The menu for the evening consisted of potted mackerel, pork terrine, pepper steak, lemon posset with shortbread followed by cheese - so a utopian feast for a vegan. As part of the kitchen’s effort for 50ish people, all eating at roughly the same time, our food was good, if a little unremarkable, but then I imagine the star of these evenings is supposed to be the beer.

Unfortunately, steak and cheese are two foods that scream ‘WINE’ at me with every mouthful; while the beers we tried with them were undoubtedly of high quality, there is no risk of beer enhancing the flavour of these two foods to the degree that wine can.

Wine interacts with the proteins in these foods in a way that I assume beer is scientifically incapable and surely only those with a strong aversion to wine will ever consider drinking brown ale with steak rather than a decent glass of red. Perhaps these dishes were included on the menu to prove there is an alternative to wine, but as much as I love beer (we’ve had a passionate relationship for over ten years now) I still ended up thinking ‘what’s the point?’ with regards to these two pairings.

We tried five different beers with the four cheeses, one of which was Sam Adams Utopia, a beer aged in bourbon, sherry, brandy and cognac casks that costs $190 a bottle. This only served to highlight the danger that in the quest to make something distinctive beers become gimmicky and too removed from the original concept; if you really want a drink that tastes like fortified wine, then buy fortified wine. The Utopia made me wonder why anyone would choose to shell out $190 for a drink that tries so hard to taste like sherry when sherry is available for a fraction of the price.
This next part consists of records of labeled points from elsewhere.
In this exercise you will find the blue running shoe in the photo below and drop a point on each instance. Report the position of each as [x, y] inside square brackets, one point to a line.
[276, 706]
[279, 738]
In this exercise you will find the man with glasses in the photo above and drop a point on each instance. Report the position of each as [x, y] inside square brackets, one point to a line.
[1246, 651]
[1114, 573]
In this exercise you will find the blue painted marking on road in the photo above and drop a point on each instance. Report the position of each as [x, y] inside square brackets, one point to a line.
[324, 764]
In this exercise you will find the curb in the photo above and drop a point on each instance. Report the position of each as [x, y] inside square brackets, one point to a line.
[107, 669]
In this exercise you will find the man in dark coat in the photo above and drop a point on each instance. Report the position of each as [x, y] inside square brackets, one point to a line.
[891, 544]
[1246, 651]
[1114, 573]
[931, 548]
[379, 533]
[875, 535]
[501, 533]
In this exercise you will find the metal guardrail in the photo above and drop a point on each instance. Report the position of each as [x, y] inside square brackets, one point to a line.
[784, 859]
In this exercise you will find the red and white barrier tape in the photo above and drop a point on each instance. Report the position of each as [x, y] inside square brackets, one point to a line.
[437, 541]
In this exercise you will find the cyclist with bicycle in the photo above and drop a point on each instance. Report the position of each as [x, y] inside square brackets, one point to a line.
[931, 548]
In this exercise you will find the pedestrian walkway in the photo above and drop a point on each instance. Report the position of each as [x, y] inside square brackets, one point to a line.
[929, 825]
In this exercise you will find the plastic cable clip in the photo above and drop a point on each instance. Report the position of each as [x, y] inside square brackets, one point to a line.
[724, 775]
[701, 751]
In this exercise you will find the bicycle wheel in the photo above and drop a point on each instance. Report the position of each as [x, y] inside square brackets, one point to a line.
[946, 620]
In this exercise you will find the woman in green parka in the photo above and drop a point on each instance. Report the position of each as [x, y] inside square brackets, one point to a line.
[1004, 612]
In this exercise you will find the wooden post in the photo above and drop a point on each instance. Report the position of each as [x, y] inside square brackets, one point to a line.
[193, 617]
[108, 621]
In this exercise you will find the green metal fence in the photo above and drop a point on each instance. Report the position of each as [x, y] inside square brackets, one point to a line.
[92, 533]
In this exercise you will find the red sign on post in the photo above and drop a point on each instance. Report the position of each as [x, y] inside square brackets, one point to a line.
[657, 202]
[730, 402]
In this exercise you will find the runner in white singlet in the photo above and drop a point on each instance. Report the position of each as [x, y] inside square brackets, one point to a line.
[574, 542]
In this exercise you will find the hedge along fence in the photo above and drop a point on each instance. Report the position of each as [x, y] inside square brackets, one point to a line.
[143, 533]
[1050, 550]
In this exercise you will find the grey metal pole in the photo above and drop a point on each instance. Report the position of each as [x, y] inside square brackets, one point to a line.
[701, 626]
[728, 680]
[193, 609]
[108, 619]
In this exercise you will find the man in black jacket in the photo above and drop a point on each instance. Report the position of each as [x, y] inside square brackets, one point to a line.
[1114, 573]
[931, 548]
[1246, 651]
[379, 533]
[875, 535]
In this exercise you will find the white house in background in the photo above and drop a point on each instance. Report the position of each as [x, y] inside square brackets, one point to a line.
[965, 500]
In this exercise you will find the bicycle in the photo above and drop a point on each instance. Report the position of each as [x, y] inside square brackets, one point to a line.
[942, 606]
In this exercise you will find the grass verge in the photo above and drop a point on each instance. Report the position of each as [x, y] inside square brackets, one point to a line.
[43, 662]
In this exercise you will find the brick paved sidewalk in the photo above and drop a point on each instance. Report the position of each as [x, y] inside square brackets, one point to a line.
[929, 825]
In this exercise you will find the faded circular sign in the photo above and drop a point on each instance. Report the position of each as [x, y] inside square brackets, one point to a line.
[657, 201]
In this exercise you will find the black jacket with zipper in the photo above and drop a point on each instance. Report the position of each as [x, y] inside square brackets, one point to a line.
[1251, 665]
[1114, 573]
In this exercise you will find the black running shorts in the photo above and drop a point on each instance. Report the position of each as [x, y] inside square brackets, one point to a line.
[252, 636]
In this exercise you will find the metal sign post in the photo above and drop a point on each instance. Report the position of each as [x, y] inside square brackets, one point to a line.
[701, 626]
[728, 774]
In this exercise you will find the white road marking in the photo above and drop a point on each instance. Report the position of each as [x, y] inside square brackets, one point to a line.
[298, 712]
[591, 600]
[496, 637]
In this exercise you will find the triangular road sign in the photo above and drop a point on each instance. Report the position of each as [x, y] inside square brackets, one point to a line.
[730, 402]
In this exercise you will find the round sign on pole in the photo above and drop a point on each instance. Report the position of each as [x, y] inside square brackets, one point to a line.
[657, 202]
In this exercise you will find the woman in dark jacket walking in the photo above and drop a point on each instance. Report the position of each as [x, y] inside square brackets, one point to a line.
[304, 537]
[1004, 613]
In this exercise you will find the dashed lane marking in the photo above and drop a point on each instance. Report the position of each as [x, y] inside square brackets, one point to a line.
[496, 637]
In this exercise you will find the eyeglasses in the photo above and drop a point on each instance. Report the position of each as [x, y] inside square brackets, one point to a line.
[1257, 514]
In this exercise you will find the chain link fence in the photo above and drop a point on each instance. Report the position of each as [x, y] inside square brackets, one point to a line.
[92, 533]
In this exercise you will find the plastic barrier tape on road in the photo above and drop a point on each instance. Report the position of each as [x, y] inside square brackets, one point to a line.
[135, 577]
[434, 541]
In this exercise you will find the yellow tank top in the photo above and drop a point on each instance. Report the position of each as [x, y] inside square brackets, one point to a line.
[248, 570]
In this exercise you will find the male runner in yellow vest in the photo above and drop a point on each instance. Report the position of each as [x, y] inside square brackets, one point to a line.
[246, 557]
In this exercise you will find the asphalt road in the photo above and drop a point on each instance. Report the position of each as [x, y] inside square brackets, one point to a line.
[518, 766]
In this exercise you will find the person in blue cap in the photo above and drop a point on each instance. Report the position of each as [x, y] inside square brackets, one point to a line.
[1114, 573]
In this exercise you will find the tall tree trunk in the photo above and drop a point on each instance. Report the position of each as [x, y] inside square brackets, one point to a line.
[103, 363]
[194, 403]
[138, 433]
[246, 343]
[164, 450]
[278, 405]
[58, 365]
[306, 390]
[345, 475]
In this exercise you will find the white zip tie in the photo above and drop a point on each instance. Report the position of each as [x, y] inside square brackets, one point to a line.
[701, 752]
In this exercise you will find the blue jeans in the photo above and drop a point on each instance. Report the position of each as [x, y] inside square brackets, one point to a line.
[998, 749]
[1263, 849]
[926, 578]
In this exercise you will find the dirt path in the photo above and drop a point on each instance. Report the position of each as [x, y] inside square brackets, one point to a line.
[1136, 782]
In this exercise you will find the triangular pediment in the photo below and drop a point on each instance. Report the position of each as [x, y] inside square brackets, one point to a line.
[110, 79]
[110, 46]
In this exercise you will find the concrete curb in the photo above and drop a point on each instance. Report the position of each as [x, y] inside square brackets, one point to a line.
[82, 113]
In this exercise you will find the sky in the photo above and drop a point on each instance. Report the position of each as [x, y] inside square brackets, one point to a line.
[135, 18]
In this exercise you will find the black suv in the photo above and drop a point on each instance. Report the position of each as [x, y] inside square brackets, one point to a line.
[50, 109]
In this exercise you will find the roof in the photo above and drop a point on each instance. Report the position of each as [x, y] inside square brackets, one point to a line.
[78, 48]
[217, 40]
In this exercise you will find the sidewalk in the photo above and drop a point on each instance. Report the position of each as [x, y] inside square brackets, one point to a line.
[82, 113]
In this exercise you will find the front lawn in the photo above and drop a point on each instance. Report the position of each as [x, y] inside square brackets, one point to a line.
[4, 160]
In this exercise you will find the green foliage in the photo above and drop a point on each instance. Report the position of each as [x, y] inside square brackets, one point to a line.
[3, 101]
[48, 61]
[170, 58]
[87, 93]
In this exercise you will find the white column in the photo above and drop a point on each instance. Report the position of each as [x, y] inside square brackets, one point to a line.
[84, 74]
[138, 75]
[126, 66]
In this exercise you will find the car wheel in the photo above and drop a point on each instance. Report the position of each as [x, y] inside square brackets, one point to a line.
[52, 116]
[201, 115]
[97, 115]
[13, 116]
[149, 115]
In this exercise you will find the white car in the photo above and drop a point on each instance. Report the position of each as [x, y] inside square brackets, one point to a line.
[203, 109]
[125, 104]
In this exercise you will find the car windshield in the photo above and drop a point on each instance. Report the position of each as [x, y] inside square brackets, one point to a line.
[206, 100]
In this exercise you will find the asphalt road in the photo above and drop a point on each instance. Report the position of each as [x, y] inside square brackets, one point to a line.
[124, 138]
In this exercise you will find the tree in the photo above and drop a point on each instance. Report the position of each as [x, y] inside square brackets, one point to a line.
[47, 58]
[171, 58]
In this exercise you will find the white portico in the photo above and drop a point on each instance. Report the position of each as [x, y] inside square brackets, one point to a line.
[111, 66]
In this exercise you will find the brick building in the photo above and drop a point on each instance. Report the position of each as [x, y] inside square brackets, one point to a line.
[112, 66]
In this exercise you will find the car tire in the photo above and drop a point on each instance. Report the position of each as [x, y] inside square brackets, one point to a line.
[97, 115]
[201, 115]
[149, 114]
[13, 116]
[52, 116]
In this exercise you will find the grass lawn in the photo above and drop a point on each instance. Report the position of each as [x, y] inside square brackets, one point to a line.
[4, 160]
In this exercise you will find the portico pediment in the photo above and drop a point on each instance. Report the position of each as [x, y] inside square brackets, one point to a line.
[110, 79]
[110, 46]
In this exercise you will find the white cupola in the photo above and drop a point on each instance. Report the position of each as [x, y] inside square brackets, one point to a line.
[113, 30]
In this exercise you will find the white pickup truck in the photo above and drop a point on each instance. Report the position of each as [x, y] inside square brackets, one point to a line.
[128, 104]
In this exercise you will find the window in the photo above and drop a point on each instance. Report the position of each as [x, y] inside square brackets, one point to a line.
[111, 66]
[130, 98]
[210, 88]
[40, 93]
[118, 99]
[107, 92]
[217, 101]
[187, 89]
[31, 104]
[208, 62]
This might be a slightly over-simplified argument but I’d still want my $190 back.

There was evidence on the night, specifically Odell’s Double Pilsner with the lemon posset, that beer can successfully partner certain dishes but the evening also showed that beer has its limits. To go to excessive lengths in an attempt to circumnavigate those limitations, to me, seems pointless. Beer can be so much more than cold, watery, tasteless lager but there is still a magical place wine can take your tastebuds that beer cannot.

That being said, it’s likely that if you love beer you will enjoy these evenings regardless of whether you believe all the beer-food pairings to be successful - I certainly did.

The next evening, ‘A Brief History of IPA’, will be held on the 3rd of December and is to be hosted by Pete Brown, a seasoned beer writer. If you have a passion for IPA and £50 in your pocket that you don’t need for winter heating bills it would be well worth heading to Greenwich to enjoy a relaxing, boozy evening – you’re likely to discover something new and delicious.

“A Brief History of IPA”, a Beer and Food matching Evening hosted by beer writer Pete Brown on Monday 3rd December 2012 at The Old Brewery. - The Old Brewery, The Pepys Building, The Old Royal Naval College, London SE10 9LW - www.oldbrewerygreenwich.com.